Over the next 10 years, we’ll see a lot more use of gestures around computers in the workplace. We can expect the man-machine interface to mobilise human faculties much more than it does at present.

You want proof? Since 8 December, Nintendo has sold 200,000 Wii games consoles in the UK alone. These consoles are significantly different to the others on the market. Each comes complete with a handheld, point-and-click wireless controller that’s also motion-sensitive – “letting you”, as Nintendo’s web site has it, “twist, lunge, tilt, and lift your way to gaming greatness”. You get feedback on your progress by feeling rumbles through it, too.

In an essay in the 367-page doorstopper Total Interaction: Theory and Practice of a New Paradigm for the Design Disciplines (Birkhäuser, 2006), Bern University professor Bernd Kersten confirms the hint given to us by the Wii. The IT user’s body language and “simulated experiences of touch and acceleration” will, Kersten says, join morphed-for-beauty, on-screen faces as part of the future landscape of input/output mechanisms in IT – up there with keyboard, mouse, loudspeakers and, as I’ve argued here before, the human voice.

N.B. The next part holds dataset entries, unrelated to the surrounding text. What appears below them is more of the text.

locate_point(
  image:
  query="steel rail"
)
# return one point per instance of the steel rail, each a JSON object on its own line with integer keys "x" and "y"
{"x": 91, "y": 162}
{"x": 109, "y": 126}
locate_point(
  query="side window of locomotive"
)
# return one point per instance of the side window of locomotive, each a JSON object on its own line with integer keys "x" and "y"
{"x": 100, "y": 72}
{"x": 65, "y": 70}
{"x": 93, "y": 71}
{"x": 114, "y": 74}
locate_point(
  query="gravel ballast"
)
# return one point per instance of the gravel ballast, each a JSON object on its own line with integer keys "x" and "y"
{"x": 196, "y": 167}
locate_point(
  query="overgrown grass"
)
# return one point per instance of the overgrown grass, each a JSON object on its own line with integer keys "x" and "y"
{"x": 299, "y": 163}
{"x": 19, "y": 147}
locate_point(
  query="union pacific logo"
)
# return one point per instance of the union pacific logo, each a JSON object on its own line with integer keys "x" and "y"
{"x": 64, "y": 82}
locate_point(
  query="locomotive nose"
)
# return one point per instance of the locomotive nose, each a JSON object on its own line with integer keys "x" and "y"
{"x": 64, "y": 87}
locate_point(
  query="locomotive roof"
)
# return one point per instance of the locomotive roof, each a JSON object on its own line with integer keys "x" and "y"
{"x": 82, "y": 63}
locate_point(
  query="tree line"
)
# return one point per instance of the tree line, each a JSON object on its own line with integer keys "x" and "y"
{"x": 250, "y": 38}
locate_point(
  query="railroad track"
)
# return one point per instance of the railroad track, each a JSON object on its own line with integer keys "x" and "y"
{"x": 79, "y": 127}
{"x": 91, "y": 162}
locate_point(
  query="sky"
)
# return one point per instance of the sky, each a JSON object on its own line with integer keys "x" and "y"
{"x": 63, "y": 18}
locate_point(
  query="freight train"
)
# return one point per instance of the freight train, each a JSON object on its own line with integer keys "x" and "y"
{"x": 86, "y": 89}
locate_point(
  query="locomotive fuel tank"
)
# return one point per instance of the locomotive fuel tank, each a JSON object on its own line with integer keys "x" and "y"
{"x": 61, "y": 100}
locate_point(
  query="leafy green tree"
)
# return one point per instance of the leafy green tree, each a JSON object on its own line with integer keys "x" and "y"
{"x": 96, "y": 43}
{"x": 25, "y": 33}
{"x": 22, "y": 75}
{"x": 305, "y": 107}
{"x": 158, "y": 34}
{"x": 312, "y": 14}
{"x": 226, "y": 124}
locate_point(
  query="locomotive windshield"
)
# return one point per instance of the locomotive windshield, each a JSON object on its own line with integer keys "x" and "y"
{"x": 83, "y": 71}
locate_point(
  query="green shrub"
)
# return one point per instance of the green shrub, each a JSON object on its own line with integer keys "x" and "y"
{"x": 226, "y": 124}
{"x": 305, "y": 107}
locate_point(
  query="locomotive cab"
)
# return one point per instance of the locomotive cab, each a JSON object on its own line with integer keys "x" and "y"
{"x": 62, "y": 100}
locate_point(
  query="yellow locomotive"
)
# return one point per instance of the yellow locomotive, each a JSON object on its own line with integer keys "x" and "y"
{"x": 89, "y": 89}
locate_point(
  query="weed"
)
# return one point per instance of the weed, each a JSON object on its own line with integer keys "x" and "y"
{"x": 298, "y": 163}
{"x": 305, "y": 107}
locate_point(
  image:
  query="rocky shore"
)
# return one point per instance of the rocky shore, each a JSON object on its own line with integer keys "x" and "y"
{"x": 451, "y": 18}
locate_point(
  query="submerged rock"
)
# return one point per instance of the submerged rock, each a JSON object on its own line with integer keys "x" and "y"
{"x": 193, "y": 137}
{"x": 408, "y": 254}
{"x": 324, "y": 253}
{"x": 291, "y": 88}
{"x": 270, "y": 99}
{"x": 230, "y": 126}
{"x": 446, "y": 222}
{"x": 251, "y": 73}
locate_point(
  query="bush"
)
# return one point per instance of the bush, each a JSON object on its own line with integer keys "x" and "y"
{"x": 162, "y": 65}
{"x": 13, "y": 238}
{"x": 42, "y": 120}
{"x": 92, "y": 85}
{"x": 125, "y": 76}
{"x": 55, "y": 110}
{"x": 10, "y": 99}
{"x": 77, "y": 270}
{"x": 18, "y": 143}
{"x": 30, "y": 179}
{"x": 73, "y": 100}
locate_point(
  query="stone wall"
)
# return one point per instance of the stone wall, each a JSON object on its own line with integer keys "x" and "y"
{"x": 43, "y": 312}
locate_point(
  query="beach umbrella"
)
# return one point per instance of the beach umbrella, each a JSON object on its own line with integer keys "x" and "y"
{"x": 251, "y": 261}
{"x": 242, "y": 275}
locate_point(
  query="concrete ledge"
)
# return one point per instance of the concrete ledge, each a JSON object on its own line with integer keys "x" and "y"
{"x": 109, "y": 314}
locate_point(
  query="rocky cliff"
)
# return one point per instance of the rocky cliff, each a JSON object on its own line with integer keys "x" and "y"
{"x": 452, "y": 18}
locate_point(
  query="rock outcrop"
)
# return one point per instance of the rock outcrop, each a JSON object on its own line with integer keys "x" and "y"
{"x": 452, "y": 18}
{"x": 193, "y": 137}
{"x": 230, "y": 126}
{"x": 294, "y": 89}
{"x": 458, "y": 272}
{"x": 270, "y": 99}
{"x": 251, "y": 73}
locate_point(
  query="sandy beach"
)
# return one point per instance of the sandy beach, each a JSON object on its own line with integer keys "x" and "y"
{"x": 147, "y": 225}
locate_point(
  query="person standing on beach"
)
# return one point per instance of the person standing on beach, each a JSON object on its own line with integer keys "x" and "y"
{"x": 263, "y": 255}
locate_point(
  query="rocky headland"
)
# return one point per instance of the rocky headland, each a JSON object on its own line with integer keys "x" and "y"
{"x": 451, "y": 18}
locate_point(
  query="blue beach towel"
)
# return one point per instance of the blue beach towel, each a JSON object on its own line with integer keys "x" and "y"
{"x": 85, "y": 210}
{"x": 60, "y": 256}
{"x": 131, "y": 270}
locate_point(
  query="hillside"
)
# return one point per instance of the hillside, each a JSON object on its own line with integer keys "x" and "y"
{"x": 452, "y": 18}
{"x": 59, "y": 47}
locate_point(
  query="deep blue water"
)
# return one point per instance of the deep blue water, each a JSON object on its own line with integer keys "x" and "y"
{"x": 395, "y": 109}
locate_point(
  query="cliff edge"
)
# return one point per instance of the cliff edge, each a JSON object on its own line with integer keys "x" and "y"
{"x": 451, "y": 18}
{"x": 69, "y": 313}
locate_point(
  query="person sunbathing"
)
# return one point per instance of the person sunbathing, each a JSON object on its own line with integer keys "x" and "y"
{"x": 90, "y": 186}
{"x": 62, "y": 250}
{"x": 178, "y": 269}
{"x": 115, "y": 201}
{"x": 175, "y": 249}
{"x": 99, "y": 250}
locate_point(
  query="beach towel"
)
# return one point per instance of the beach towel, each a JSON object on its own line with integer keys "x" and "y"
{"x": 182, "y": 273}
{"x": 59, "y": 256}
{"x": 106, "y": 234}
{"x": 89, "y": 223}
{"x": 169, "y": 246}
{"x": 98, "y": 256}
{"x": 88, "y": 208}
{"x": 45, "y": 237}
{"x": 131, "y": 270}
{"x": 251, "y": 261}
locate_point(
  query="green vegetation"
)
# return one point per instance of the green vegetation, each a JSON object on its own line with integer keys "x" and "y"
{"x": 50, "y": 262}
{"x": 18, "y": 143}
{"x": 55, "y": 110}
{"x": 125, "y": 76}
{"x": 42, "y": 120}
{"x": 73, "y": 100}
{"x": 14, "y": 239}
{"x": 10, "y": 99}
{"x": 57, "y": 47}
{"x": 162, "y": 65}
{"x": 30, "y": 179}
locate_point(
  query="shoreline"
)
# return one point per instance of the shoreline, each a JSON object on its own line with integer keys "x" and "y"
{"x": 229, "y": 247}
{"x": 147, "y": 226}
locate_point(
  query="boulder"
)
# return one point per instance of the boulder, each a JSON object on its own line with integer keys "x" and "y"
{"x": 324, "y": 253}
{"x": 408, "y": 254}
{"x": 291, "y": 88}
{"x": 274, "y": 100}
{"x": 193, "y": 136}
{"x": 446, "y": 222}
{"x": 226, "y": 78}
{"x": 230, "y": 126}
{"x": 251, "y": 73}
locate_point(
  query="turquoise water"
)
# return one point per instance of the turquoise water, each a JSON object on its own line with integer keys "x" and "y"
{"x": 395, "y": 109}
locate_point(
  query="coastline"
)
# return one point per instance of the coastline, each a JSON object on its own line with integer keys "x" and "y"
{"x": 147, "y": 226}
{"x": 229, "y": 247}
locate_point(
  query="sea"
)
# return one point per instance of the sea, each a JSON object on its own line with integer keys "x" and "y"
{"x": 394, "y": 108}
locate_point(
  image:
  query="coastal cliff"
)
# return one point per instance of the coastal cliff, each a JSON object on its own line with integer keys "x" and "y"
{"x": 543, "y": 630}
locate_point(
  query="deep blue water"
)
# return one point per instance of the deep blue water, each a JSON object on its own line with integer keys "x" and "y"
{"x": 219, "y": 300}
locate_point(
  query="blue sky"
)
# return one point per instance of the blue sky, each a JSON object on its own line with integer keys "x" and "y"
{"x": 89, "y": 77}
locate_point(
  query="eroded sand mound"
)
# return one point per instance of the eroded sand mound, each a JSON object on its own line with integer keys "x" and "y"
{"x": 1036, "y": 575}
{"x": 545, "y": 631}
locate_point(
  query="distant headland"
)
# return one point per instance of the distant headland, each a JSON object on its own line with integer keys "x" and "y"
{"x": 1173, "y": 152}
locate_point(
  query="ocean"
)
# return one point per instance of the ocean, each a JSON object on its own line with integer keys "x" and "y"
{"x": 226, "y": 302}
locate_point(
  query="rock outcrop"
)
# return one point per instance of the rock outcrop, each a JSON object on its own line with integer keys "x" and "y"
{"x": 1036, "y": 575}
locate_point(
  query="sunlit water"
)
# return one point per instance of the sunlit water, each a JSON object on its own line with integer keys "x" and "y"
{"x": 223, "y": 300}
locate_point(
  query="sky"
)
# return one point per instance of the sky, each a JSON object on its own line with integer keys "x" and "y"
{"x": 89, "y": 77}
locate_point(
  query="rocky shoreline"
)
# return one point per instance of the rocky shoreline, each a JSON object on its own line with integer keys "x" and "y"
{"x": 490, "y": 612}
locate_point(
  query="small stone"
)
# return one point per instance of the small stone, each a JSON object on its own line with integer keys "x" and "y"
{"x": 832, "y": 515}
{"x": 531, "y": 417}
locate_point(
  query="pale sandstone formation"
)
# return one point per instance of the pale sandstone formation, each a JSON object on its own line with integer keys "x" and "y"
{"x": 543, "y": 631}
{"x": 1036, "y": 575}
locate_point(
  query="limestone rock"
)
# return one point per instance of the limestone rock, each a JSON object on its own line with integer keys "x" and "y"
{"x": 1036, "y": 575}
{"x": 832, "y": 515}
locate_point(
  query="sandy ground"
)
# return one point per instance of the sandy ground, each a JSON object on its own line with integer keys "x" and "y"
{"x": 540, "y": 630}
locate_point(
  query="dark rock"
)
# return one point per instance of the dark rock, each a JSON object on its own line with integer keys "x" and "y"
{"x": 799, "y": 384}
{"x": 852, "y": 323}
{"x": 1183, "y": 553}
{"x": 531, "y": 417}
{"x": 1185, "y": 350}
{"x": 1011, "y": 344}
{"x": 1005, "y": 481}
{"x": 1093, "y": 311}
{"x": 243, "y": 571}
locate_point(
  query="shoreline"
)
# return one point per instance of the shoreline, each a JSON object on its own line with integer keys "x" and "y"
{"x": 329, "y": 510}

But waving isn’t the only thing computers will come to register. Since 1995, Omron, a Kyoto-based specialist in sensing and control components, has used cameras and IT so as to make the face a key input device. I recommend the Omron web site for its discussion of “face sensing”.

Gesture-sensitive interfaces look certain, but then so do panics about gambling at work. Morse reports that online gambling conducted in British workplaces is so prevalent, and increasing so fast, that firms need to create an internet usage policy to deal with it – a policy that “must be adhered to and enforced”. That’s especially true, Morse says, given that 28 percent of its respondents didn’t know what their organisation’s internet usage policy was in the first place.

So, by 2017, we can expect to see more computers controlled by bodies and faces, and offices will be full of users excitedly gesticulating in front of their workstations. The trouble then becomes one of discerning which users are working and which are actually having a severe physical reaction to losing £1,000 on some nag in the 3:30 at Plumpton.

What to do? There will be a big discussion on just how much IT chiefs should allow staff to be punters. Already, Morse advises: “Businesses need to decide if it is acceptable for their office workers to place a quick bet online and, if so, where they will draw the line and decide it is impacting on productivity.”

But wait. When, in the future, you see an unlucky user throw their hands up in dismay at yet another fruitless flutter, don’t just rush into repression. Just ask yourself one thing first: have you made work so boring for your colleagues that, though they are wrong to be distracted, it’s you and your leadership that are the real losers at work?